One of the biggest reasons we're rewrapping so much of this is to get true concurrency and (reasonable) isolation right. I'm definitely open to collaborations, so as I say, I'll try to get a chance to dig more into litellm to make sure it would suit our architectural imperatives. Unfortunately I'm heading into a block of travel. I'll be scarce in the 1st & 3rd weeks of October & scrambling to keep up in between, so if you don't hear back in a little while, that's probably why.

krrishdholakia commented 1 year ago

hey @uogbuji we support async streaming as well - https://docs.litellm.ai/docs/completion/stream#async-streaming

from litellm import completion
import asyncio

def logger_fn(model_call_object: dict):
    print(f"LOGGER FUNCTION: {model_call_object}")

user_message = "Hello, how are you?"
messages = [{"content": user_message, "role": "user"}]

async def completion_call():
    try:
        response = completion(
            model="gpt-3.5-turbo", messages=messages, stream=True, logger_fn=logger_fn
        )
        print(f"response: {response}")
        complete_response = ""
        start_time = time.time()
        # Change for loop to async for loop
        async for chunk in response:
            chunk_time = time.time()
            print(f"time since initial request: {chunk_time - start_time:.5f}")
            print(chunk["choices"][0]["delta"])
            complete_response += chunk["choices"][0]["delta"]["content"]
        if complete_response == "": 
            raise Exception("Empty response received")
    except:
        print(f"error occurred: {traceback.format_exc()}")
        pass

asyncio.run(completion_call())

Let me know if this solves your problem

Also open to suggestions on where in docs you were looking for this

uogbuji commented 1 year ago

With the latest:

from ctransformers import AutoModelForCausalLM
from ogbujipt.llm_wrapper import ctrans_wrapper
MY_MODELS = '/Users/uche/.local/share/models'  # Salt to taste
model = AutoModelForCausalLM.from_pretrained(
        f'{MY_MODELS}/TheBloke_LlongOrca-13B-16K-GGUF',
        model_file='llongorca-13b-16k.Q5_K_M.gguf',
        model_type="llama",
        gpu_layers=50)
oapi = ctrans_wrapper(model=model)
print(oapi('The quick brown fox'))

Built ctransformers for my Mac as follows:

CT_METAL=1 pip install "ctransformers>=0.2.24" --no-binary ctransformers
krrishdholakia commented 1 year ago

i'm confused. this looks like you're calling local models. i thought the issue was for openai api calls?

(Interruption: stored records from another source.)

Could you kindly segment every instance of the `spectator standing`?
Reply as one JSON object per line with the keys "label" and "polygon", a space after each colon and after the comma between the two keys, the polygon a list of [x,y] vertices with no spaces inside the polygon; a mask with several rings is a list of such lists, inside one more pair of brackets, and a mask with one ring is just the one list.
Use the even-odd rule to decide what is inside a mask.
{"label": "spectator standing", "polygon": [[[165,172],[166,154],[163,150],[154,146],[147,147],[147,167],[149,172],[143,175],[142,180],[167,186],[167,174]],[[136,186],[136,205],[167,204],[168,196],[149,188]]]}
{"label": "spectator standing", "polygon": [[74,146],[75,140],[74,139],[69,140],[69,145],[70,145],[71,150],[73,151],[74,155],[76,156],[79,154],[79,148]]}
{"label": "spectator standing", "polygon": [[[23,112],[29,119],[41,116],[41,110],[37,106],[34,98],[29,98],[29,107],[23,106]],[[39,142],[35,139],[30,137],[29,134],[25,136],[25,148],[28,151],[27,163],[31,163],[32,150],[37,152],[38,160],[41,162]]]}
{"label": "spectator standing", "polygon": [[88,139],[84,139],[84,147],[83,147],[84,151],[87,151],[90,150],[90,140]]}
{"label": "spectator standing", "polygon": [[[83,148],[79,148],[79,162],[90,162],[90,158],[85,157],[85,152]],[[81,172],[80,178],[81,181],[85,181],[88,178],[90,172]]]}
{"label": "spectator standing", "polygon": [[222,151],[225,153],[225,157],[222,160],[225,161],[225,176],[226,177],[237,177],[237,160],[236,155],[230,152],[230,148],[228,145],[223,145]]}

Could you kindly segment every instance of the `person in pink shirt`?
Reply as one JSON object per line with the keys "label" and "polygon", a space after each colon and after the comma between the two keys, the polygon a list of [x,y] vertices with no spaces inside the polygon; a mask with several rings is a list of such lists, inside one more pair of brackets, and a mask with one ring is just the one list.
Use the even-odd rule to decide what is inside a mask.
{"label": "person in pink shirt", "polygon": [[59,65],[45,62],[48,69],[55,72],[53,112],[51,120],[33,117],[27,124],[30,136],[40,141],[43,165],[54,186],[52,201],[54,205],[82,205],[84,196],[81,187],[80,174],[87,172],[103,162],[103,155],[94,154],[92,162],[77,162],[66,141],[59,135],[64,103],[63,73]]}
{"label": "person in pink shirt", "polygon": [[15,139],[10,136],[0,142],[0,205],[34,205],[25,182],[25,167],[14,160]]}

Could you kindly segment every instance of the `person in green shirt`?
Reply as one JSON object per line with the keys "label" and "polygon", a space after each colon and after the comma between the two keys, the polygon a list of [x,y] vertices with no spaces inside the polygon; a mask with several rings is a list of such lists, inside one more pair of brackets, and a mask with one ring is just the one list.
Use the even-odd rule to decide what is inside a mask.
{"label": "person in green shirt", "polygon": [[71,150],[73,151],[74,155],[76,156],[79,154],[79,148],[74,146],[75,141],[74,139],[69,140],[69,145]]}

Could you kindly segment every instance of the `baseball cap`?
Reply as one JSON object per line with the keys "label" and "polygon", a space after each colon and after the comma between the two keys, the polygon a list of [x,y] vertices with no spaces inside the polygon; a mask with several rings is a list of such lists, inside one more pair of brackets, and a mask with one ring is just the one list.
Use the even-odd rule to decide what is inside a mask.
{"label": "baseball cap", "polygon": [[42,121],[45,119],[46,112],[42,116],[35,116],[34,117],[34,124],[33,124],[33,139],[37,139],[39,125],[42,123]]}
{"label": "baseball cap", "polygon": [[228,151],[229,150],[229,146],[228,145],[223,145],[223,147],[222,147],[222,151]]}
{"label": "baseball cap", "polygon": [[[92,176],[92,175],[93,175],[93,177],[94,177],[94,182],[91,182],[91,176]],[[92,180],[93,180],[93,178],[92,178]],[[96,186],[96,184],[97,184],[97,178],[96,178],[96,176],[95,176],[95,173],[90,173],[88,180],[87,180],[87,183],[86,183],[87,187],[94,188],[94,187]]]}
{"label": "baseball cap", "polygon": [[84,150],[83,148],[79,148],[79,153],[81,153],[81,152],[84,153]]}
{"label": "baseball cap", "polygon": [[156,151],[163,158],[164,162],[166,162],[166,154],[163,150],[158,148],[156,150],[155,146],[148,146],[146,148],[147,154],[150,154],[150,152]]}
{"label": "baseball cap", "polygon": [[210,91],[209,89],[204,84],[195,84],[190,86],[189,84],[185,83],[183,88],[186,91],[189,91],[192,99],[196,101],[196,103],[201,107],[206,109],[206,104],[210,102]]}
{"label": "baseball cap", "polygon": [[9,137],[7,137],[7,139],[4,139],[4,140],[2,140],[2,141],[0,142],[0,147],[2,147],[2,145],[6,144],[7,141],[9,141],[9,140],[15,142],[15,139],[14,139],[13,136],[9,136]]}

uogbuji commented 1 year ago

Hi @krrishdholakia, I'm sure I can be offering more clarity on all this. I mentioned my upcoming travel. This particular burst of work is addressing an issue for a client, and I want to get some previously planned moves in place before I leave on Weds. Some of this work was part-documented in internal repositories you won't have seen.

That said, this ticket is about encapsulating LLM capability in general; OpenAI APIs are but one means of working with LLMs. We've always intended to support a selection of in-memory LLM loaders as well. This commit brings some work from a separate repository into OgbujiPT.

Thanks for answering my question about async support in litellm. I do plan to have a look, but again, as a priority I need to get some pre-discussed bits in place for my colleagues before my trip. I think you asked a question about litellm docs. I went purely by the README. Haven't had a chance to peruse the docs.

I'll definitely add some more context to the corresponding PR, needed for the changelog anyway.